Proposal: Kubeflow Serverless Serving CRD

Question

Proposal: Kubeflow Serverless Serving CRD

ellistarn opened this issue 6 years ago · comments

Note: See the latest at https://github.com/kubeflow/kfserving

Hi Kubeflow Community,

I've been toying around with Model Serving with Knative. I initially prototyped a ksonnet component for serving models using arbitrary model servers and found it to be quite cumbersome, both from a development perspective, and from a consumption perspective. The number of yaml files and if statements are non-trivial and I thought there must be a better approach.

The high level idea is that we should be able to distill all of the Kubernetes details down into a few ML specific parameters and package that concept as a Kubernetes CRD. This CRD can serve as a building block for integration into things like ML Pipelines and Model Microservice Architectures, built on the backbone of Istio and Knative.

With that, I'll delegate the rest of the details to the doc:
https://docs.google.com/document/d/1_s8CYdhlrQRu4BX2m7adQhVt_OTr4WSZXgUY0Z77GzY

A prototype is available here:
https://github.com/ellis-bigelow/serving

Jeremy Lewi · Answer 1 · Sat Jan 19 2019 09:33:21 GMT+0800 (China Standard Time)

@cliveseldon would be great to get your input on this.

Jeremy Lewi · Answer 2 · Sat Jan 19 2019 09:37:18 GMT+0800 (China Standard Time)

@ellis-bigelow https://github.com/nuclio/nuclio
How does it compare to knative?

Clive Cox · Answer 3 · Tue Jan 22 2019 03:23:38 GMT+0800 (China Standard Time)

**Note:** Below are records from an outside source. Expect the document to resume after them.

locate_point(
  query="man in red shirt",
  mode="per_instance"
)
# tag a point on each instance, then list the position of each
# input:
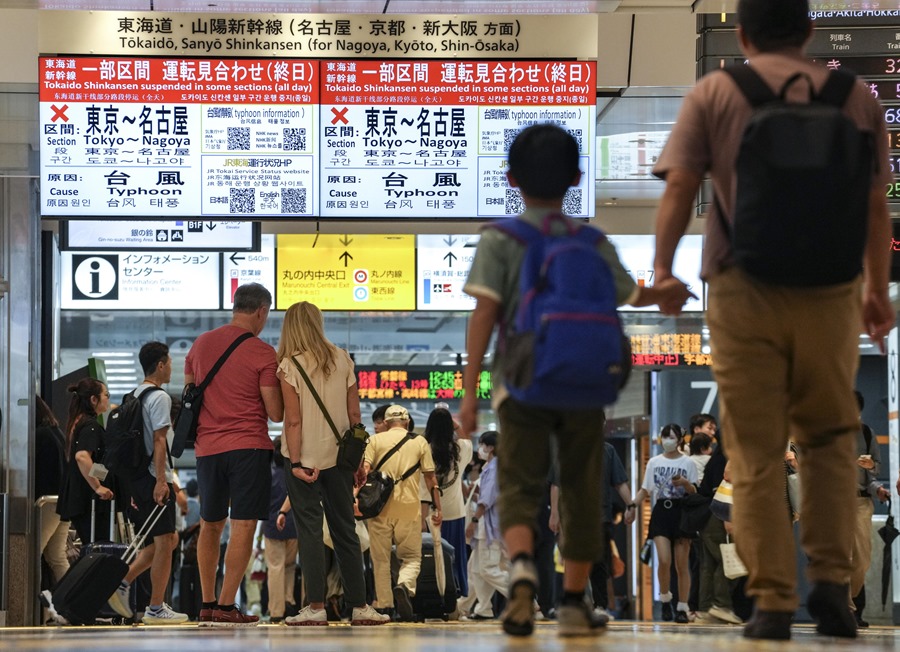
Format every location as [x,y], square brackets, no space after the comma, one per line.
[233,448]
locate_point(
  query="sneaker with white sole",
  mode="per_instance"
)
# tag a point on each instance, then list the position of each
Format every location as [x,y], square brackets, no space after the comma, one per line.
[367,615]
[119,600]
[165,615]
[725,614]
[580,620]
[308,617]
[518,617]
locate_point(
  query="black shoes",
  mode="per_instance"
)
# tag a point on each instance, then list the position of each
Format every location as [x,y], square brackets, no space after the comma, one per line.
[827,604]
[769,625]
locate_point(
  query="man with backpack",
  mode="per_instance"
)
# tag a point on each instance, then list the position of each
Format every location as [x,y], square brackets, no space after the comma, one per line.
[796,259]
[543,164]
[152,486]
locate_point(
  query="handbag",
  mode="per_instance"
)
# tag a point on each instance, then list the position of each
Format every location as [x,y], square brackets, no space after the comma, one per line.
[352,446]
[185,429]
[722,501]
[378,487]
[732,566]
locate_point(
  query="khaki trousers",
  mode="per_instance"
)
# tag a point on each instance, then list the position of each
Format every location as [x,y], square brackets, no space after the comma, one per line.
[861,556]
[785,360]
[407,536]
[281,562]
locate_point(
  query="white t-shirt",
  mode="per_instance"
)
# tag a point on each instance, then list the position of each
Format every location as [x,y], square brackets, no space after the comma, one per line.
[453,505]
[157,414]
[659,473]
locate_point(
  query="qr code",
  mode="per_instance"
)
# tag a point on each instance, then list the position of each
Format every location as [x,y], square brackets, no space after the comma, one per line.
[239,139]
[242,200]
[294,139]
[509,135]
[573,202]
[577,135]
[293,200]
[513,204]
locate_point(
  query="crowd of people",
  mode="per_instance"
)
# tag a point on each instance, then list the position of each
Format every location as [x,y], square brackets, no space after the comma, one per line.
[788,415]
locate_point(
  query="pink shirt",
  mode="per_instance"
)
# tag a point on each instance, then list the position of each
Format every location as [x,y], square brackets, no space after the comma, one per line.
[707,135]
[233,416]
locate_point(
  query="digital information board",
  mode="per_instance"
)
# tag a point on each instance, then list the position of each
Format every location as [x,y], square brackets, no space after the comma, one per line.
[295,138]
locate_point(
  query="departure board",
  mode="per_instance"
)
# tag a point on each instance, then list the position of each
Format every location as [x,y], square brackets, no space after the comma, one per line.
[866,47]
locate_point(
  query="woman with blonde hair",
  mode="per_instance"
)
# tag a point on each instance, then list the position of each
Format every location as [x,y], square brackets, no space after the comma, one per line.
[84,448]
[316,485]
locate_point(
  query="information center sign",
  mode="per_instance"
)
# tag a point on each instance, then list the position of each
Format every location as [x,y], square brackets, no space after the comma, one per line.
[346,272]
[163,137]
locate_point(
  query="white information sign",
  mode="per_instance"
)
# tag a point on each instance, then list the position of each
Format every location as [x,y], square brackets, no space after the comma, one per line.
[241,267]
[442,266]
[145,280]
[193,235]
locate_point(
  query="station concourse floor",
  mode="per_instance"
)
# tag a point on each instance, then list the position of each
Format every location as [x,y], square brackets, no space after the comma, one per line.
[621,636]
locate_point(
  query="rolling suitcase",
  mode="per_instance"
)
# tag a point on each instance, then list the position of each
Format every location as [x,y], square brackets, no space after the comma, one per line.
[429,601]
[83,591]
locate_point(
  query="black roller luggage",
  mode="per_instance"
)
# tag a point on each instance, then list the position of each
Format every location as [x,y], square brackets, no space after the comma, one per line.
[428,601]
[82,594]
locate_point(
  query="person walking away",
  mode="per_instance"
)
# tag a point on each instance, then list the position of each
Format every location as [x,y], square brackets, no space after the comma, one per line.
[400,522]
[151,489]
[316,486]
[773,352]
[451,455]
[543,164]
[233,448]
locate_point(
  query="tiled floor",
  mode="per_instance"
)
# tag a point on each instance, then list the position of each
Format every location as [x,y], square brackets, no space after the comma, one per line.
[433,637]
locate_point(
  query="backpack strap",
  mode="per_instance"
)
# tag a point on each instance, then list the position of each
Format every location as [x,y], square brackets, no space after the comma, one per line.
[837,88]
[753,87]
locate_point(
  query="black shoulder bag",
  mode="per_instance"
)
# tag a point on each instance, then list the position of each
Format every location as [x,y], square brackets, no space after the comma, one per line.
[379,487]
[191,400]
[352,446]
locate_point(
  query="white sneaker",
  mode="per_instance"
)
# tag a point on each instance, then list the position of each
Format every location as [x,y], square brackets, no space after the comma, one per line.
[119,600]
[725,614]
[308,616]
[165,615]
[367,615]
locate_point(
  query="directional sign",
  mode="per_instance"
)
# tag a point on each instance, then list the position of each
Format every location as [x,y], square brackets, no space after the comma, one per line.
[192,235]
[346,272]
[442,266]
[145,280]
[242,267]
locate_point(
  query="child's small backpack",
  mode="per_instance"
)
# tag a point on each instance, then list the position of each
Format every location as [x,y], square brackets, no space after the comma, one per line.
[566,349]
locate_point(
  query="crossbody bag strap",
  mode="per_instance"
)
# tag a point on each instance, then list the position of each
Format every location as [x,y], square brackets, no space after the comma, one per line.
[387,455]
[212,372]
[318,400]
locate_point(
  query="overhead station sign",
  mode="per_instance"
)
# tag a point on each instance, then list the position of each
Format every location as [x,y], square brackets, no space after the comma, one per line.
[346,272]
[192,235]
[140,280]
[178,137]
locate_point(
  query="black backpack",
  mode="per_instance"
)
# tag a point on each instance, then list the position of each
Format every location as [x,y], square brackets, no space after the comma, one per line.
[804,173]
[126,455]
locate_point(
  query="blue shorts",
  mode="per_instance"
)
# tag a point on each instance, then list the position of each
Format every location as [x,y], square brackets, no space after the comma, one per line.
[235,483]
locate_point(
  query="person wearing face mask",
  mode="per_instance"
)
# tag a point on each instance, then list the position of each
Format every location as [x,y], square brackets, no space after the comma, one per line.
[667,479]
[488,563]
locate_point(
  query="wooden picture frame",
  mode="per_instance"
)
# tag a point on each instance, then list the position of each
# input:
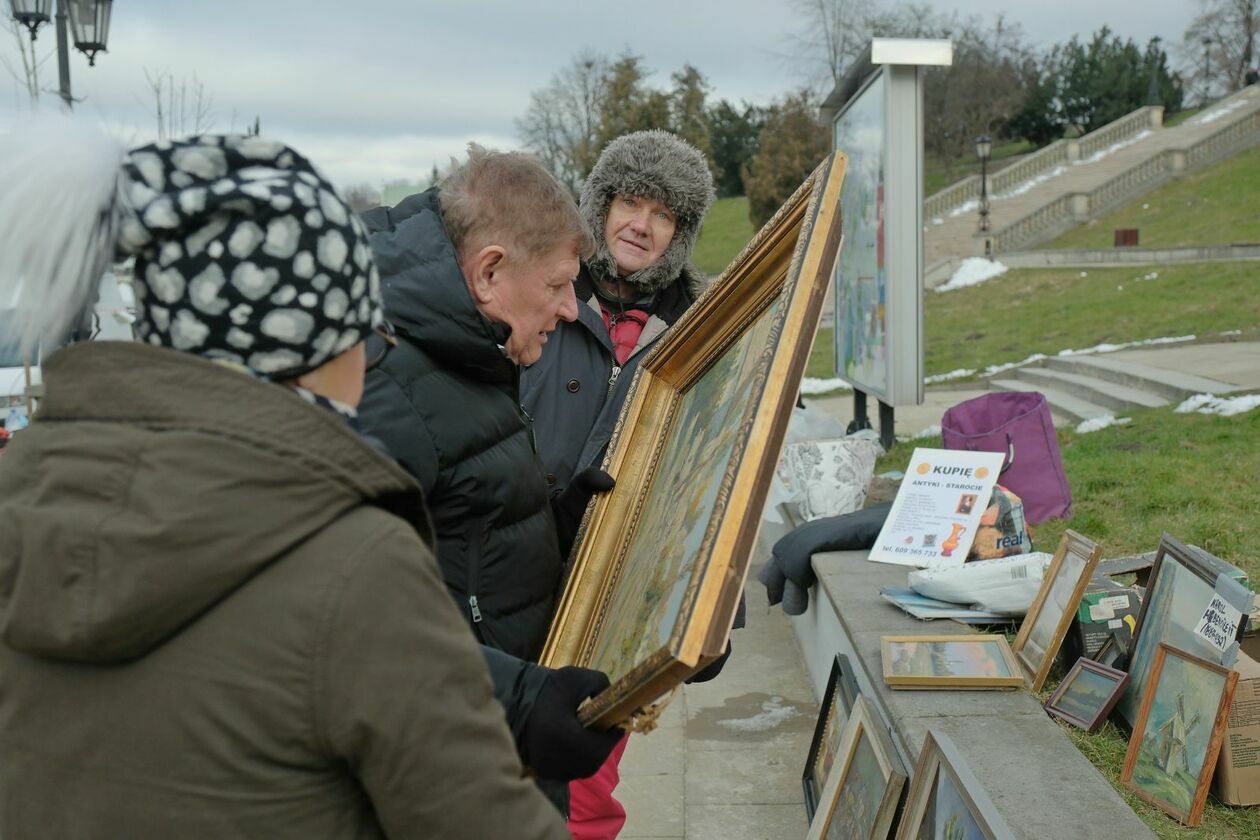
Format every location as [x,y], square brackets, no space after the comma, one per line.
[1088,694]
[950,661]
[663,556]
[1050,616]
[859,800]
[1182,583]
[1164,732]
[833,714]
[943,780]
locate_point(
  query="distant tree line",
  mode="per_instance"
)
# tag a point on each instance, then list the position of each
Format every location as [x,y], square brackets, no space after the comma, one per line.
[998,85]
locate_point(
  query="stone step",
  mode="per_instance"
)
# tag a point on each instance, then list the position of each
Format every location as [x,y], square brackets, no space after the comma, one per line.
[1062,404]
[1110,394]
[1172,384]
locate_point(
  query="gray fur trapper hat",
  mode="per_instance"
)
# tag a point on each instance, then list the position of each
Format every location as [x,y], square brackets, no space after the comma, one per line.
[658,165]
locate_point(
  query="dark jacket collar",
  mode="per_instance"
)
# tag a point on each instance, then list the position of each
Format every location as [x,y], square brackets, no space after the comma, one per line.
[425,292]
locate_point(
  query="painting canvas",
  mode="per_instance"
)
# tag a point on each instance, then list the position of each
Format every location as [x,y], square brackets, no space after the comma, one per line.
[1177,736]
[838,700]
[945,801]
[681,504]
[1051,612]
[1088,694]
[972,661]
[660,559]
[1181,587]
[861,795]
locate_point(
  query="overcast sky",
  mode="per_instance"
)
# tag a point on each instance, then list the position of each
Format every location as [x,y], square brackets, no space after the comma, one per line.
[382,90]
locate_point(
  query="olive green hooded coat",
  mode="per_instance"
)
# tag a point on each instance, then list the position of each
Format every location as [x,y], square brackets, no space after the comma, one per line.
[221,617]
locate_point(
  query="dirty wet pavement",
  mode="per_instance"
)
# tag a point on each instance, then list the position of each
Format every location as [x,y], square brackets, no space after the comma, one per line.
[726,760]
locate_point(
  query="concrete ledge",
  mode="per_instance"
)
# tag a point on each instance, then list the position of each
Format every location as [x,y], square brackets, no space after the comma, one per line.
[1036,777]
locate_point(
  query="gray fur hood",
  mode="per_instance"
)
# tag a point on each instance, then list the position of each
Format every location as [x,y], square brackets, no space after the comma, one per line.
[658,165]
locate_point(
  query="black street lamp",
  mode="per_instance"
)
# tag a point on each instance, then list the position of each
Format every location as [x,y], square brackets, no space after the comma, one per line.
[90,20]
[983,149]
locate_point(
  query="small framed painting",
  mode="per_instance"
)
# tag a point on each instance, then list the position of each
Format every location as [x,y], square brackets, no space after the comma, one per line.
[1177,736]
[946,802]
[1051,612]
[864,785]
[962,661]
[838,699]
[1088,694]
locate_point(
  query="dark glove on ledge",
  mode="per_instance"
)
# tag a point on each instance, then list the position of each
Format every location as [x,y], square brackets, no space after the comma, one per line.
[552,742]
[789,573]
[570,505]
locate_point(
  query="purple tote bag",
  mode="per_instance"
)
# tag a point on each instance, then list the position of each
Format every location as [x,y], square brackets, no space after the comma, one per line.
[1016,423]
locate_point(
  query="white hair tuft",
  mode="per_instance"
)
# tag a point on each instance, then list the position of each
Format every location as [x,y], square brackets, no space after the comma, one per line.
[58,214]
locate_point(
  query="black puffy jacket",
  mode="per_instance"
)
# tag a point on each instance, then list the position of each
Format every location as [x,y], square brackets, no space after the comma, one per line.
[445,402]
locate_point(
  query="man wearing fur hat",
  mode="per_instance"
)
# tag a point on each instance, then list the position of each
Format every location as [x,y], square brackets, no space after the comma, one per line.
[644,203]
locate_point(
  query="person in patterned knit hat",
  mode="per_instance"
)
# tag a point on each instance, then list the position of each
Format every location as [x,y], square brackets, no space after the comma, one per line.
[219,608]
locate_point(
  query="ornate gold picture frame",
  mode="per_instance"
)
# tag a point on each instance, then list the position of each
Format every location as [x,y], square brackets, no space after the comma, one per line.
[662,558]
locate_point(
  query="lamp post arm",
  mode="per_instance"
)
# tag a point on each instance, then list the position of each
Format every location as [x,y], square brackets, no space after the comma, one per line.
[63,57]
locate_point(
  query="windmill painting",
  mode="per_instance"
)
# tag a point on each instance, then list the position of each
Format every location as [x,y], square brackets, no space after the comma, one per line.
[1177,736]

@ellis-bigelow some initial thoughts from someone working on Seldon

I like the CRD idea. This is what we have done in Seldon Core where the user defines a SeldonDeployment CRD which includes a definition of an inference graph (DAG of container instances wrapped to run in Seldon Core) and a list of PodTemplateSpecs for each of those containers. So far we have seen having a full PodTemplateSpec allows users the customization they need.
I suppose a SeldonDeployment seems more low level than what you are proposing where you define high level CRD made up of TensorFlow or SKLearn specs while on our side we allow users to "wrap" their code from any toolkit/language into a Component Image that can run in Seldon Core and they define how those building blocks fit together. In this way handling new toolkits/languages is not at the CRD level.
In Seldon Core we like the idea of an inference graph so not just deploying a model, but other components alongside such as Outlier Detectors, Concept Drift monitors, feature transformation units etc.
We use Ambassador to expose REST and gRPC for deployed SeldonDeployments
Canary routing is via Istio which I suppose is what KNative does underneath
We haven't focused on Serverless at present but the ability to scale to zero if no traffic is the one part that obviously makes most sense and is in our roadmap as opposed to say function abstraction.

Ellis Tarn · Answer 4 · Sat Jan 26 2019 08:13:20 GMT+0800 (China Standard Time)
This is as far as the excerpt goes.